A close associate of Dravidian Movement leaders like Periyar E.V. Ramasamy and C.N. Annadurai, Kuzhandhai was a staunch atheist, rationalist and great lover of Tamil.
Born at Olavalasu near Erode in the then Coimbatore district in 1906, Kuzhandhai learnt the Tamil alphabets by writing them on a heap of sand at a Thinai Pallikoodam (Pyol School). He had a passion for composing conventional Tamil poetry even while he was a 10 year old boy. He mastered the elements in Tamil prosody all by himself, as there were few Tamil scholars in his village.
Pulavar Kuzhandhai, who worked as a Tamil teacher at Bhavani Board High School between 1941 and 1962, is also an author of various other books like Arasiyalarangam, Kamanjari, Nalathambi Sarkarai Thalattu, Velakovil Vazhinadai Sindhu, Thirunana Siledai Venba, Nerunchi Pazham and many more. He also wrote commentaries on Thirukural and Tholkappiyam, besides authoring Tamil grammar books like Yaappathikaram and Thodayathikaram.
At a time, when a religious political party plays the ‘Rama’ card to grasp power in contemporary politics, it is surprising to know that Kuzhandhai penned a grand epic even several decades ago to register his opposition against the themes in Ramayana, which praised the Aryan practices of sacrificing animals in Yagnas, dividing human beings in the name of four varnas and demeaning the Tamil race as Rakshasas and Asuras.
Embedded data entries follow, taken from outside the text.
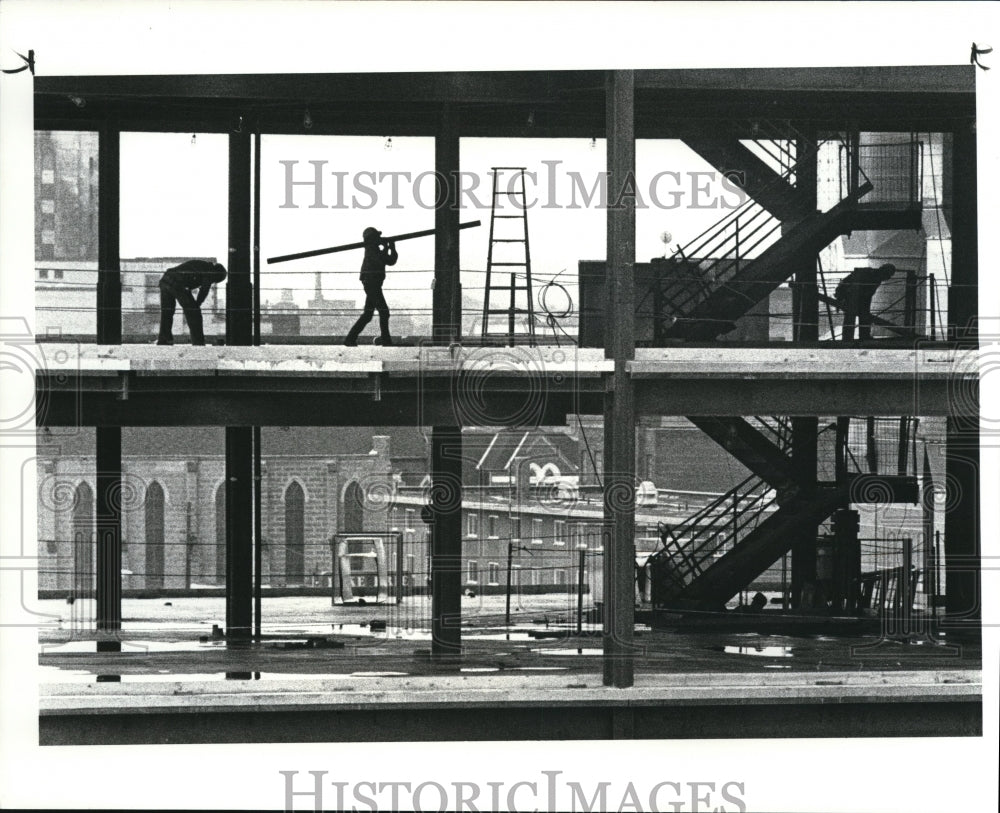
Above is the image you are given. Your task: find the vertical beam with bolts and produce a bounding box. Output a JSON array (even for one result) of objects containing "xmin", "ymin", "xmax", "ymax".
[
  {"xmin": 944, "ymin": 122, "xmax": 981, "ymax": 629},
  {"xmin": 431, "ymin": 426, "xmax": 462, "ymax": 655},
  {"xmin": 97, "ymin": 122, "xmax": 122, "ymax": 344},
  {"xmin": 95, "ymin": 426, "xmax": 122, "ymax": 652},
  {"xmin": 226, "ymin": 426, "xmax": 254, "ymax": 643},
  {"xmin": 789, "ymin": 128, "xmax": 819, "ymax": 581},
  {"xmin": 253, "ymin": 131, "xmax": 260, "ymax": 345},
  {"xmin": 431, "ymin": 108, "xmax": 462, "ymax": 656},
  {"xmin": 603, "ymin": 71, "xmax": 635, "ymax": 687},
  {"xmin": 229, "ymin": 127, "xmax": 253, "ymax": 345},
  {"xmin": 431, "ymin": 103, "xmax": 462, "ymax": 344}
]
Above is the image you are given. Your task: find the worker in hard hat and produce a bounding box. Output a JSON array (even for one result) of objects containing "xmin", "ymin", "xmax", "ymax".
[
  {"xmin": 344, "ymin": 227, "xmax": 399, "ymax": 347},
  {"xmin": 156, "ymin": 260, "xmax": 226, "ymax": 345},
  {"xmin": 834, "ymin": 263, "xmax": 896, "ymax": 342}
]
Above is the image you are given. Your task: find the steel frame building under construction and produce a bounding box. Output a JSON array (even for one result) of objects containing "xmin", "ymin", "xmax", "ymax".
[{"xmin": 19, "ymin": 66, "xmax": 981, "ymax": 742}]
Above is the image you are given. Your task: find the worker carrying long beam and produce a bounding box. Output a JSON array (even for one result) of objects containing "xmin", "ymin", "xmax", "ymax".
[
  {"xmin": 344, "ymin": 226, "xmax": 399, "ymax": 347},
  {"xmin": 156, "ymin": 260, "xmax": 226, "ymax": 345},
  {"xmin": 834, "ymin": 263, "xmax": 896, "ymax": 342}
]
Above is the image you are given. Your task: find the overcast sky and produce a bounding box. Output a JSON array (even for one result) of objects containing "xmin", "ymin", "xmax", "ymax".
[{"xmin": 121, "ymin": 133, "xmax": 738, "ymax": 307}]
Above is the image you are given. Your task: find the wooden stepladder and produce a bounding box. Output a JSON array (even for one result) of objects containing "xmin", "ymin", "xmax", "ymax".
[{"xmin": 482, "ymin": 167, "xmax": 535, "ymax": 346}]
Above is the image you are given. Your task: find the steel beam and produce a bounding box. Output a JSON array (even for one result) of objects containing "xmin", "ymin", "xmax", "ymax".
[
  {"xmin": 94, "ymin": 426, "xmax": 122, "ymax": 652},
  {"xmin": 97, "ymin": 120, "xmax": 122, "ymax": 344},
  {"xmin": 226, "ymin": 426, "xmax": 254, "ymax": 643},
  {"xmin": 603, "ymin": 71, "xmax": 636, "ymax": 687}
]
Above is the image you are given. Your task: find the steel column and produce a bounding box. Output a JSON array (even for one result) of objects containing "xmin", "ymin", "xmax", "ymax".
[
  {"xmin": 432, "ymin": 104, "xmax": 462, "ymax": 344},
  {"xmin": 431, "ymin": 103, "xmax": 462, "ymax": 655},
  {"xmin": 603, "ymin": 71, "xmax": 636, "ymax": 687},
  {"xmin": 94, "ymin": 426, "xmax": 122, "ymax": 652},
  {"xmin": 229, "ymin": 128, "xmax": 254, "ymax": 344},
  {"xmin": 944, "ymin": 123, "xmax": 981, "ymax": 629},
  {"xmin": 97, "ymin": 121, "xmax": 122, "ymax": 344},
  {"xmin": 431, "ymin": 426, "xmax": 462, "ymax": 655},
  {"xmin": 226, "ymin": 426, "xmax": 254, "ymax": 643}
]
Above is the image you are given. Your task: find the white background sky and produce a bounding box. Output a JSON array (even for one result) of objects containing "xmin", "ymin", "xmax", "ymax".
[
  {"xmin": 0, "ymin": 0, "xmax": 1000, "ymax": 813},
  {"xmin": 121, "ymin": 133, "xmax": 739, "ymax": 307}
]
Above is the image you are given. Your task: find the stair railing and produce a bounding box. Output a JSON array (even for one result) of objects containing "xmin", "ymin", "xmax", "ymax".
[{"xmin": 640, "ymin": 135, "xmax": 871, "ymax": 338}]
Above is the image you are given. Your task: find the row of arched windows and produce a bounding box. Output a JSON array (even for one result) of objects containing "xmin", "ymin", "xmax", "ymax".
[{"xmin": 62, "ymin": 481, "xmax": 346, "ymax": 594}]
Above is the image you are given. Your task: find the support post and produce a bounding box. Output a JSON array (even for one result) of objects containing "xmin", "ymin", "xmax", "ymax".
[
  {"xmin": 431, "ymin": 103, "xmax": 463, "ymax": 656},
  {"xmin": 431, "ymin": 103, "xmax": 462, "ymax": 344},
  {"xmin": 97, "ymin": 122, "xmax": 122, "ymax": 344},
  {"xmin": 226, "ymin": 426, "xmax": 253, "ymax": 643},
  {"xmin": 944, "ymin": 122, "xmax": 981, "ymax": 630},
  {"xmin": 253, "ymin": 131, "xmax": 260, "ymax": 345},
  {"xmin": 94, "ymin": 426, "xmax": 122, "ymax": 652},
  {"xmin": 253, "ymin": 426, "xmax": 264, "ymax": 641},
  {"xmin": 503, "ymin": 540, "xmax": 514, "ymax": 641},
  {"xmin": 431, "ymin": 426, "xmax": 462, "ymax": 656},
  {"xmin": 229, "ymin": 129, "xmax": 253, "ymax": 345},
  {"xmin": 603, "ymin": 70, "xmax": 635, "ymax": 688}
]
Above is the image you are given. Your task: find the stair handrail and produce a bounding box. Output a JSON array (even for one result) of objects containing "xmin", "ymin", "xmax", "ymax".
[{"xmin": 652, "ymin": 138, "xmax": 871, "ymax": 318}]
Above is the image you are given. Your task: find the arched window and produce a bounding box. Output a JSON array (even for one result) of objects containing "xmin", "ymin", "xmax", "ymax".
[
  {"xmin": 344, "ymin": 482, "xmax": 365, "ymax": 534},
  {"xmin": 73, "ymin": 483, "xmax": 95, "ymax": 597},
  {"xmin": 285, "ymin": 482, "xmax": 306, "ymax": 585},
  {"xmin": 215, "ymin": 483, "xmax": 226, "ymax": 584},
  {"xmin": 145, "ymin": 482, "xmax": 166, "ymax": 589}
]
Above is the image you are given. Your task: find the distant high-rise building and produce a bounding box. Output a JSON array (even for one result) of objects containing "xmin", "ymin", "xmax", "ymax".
[{"xmin": 35, "ymin": 131, "xmax": 98, "ymax": 262}]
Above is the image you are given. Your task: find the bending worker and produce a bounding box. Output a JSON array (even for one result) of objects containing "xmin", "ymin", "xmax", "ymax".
[
  {"xmin": 834, "ymin": 263, "xmax": 896, "ymax": 342},
  {"xmin": 344, "ymin": 226, "xmax": 399, "ymax": 347},
  {"xmin": 156, "ymin": 260, "xmax": 226, "ymax": 345}
]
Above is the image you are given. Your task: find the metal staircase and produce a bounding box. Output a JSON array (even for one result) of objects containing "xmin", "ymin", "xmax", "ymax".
[
  {"xmin": 649, "ymin": 417, "xmax": 917, "ymax": 608},
  {"xmin": 640, "ymin": 132, "xmax": 920, "ymax": 344}
]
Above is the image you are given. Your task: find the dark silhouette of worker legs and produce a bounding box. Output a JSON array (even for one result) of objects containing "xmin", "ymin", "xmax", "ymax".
[
  {"xmin": 840, "ymin": 295, "xmax": 859, "ymax": 342},
  {"xmin": 156, "ymin": 283, "xmax": 205, "ymax": 345},
  {"xmin": 344, "ymin": 282, "xmax": 392, "ymax": 347},
  {"xmin": 858, "ymin": 299, "xmax": 872, "ymax": 341},
  {"xmin": 156, "ymin": 285, "xmax": 177, "ymax": 344}
]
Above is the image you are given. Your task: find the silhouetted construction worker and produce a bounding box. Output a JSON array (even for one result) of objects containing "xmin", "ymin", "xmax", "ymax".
[
  {"xmin": 834, "ymin": 263, "xmax": 896, "ymax": 342},
  {"xmin": 156, "ymin": 260, "xmax": 226, "ymax": 344},
  {"xmin": 344, "ymin": 227, "xmax": 399, "ymax": 347}
]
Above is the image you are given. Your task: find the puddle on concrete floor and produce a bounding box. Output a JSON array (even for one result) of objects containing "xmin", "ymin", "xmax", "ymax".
[
  {"xmin": 40, "ymin": 640, "xmax": 226, "ymax": 655},
  {"xmin": 351, "ymin": 672, "xmax": 410, "ymax": 677},
  {"xmin": 39, "ymin": 666, "xmax": 386, "ymax": 683},
  {"xmin": 722, "ymin": 646, "xmax": 792, "ymax": 658}
]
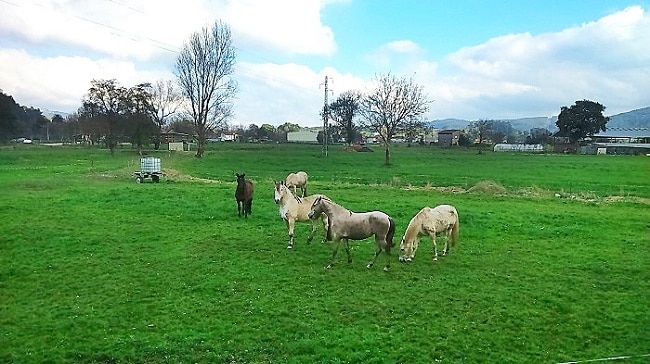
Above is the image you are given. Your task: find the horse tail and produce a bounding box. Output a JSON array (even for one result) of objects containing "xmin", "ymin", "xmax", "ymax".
[
  {"xmin": 451, "ymin": 214, "xmax": 460, "ymax": 246},
  {"xmin": 386, "ymin": 216, "xmax": 395, "ymax": 248},
  {"xmin": 325, "ymin": 216, "xmax": 332, "ymax": 241}
]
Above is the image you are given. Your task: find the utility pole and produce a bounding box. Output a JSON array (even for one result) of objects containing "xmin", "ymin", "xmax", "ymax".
[{"xmin": 323, "ymin": 76, "xmax": 329, "ymax": 157}]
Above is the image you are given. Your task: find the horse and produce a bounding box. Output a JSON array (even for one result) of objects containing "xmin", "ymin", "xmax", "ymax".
[
  {"xmin": 307, "ymin": 197, "xmax": 395, "ymax": 272},
  {"xmin": 235, "ymin": 173, "xmax": 254, "ymax": 218},
  {"xmin": 399, "ymin": 205, "xmax": 460, "ymax": 262},
  {"xmin": 274, "ymin": 181, "xmax": 327, "ymax": 249},
  {"xmin": 284, "ymin": 171, "xmax": 309, "ymax": 197}
]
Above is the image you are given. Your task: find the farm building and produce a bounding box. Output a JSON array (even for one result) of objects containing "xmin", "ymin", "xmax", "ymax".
[
  {"xmin": 494, "ymin": 143, "xmax": 544, "ymax": 153},
  {"xmin": 580, "ymin": 128, "xmax": 650, "ymax": 154},
  {"xmin": 287, "ymin": 130, "xmax": 318, "ymax": 143},
  {"xmin": 438, "ymin": 129, "xmax": 462, "ymax": 147}
]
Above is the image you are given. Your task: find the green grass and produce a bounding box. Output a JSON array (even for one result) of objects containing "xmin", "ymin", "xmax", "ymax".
[{"xmin": 0, "ymin": 144, "xmax": 650, "ymax": 363}]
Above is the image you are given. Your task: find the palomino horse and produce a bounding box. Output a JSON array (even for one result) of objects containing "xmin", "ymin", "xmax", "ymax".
[
  {"xmin": 284, "ymin": 171, "xmax": 309, "ymax": 197},
  {"xmin": 235, "ymin": 173, "xmax": 254, "ymax": 217},
  {"xmin": 308, "ymin": 197, "xmax": 395, "ymax": 272},
  {"xmin": 275, "ymin": 181, "xmax": 327, "ymax": 249},
  {"xmin": 399, "ymin": 205, "xmax": 460, "ymax": 262}
]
Glorifying Ravana as a Tamil king, Pulavar Kuzhandhai, in his Ravana Kaviyam, desribes the Aryan settlement in the northern parts of Tamil Nadu, where Saint Vishwamitra performed Yagnas and sacrificed animals in the fire, until the Lankan king Ravana stopped the merciless practice. In contrast to the ideas propagated in
Ramayana, Kuzhandhai justifies Ravana’s abduction of Sita as being only his retaliation for Lakshmana’s severing off Ravana’s sister Surpanaka’s private parts, as she did not yield to Rama’s lust.
Interestingly, Kuzhandhai has made Sita herself explain the virtues of Ravana, as she tells Hanuman that Ravana was ready to let her go, if her husband Rama made an apology to Ravana, realizing his evil deeds.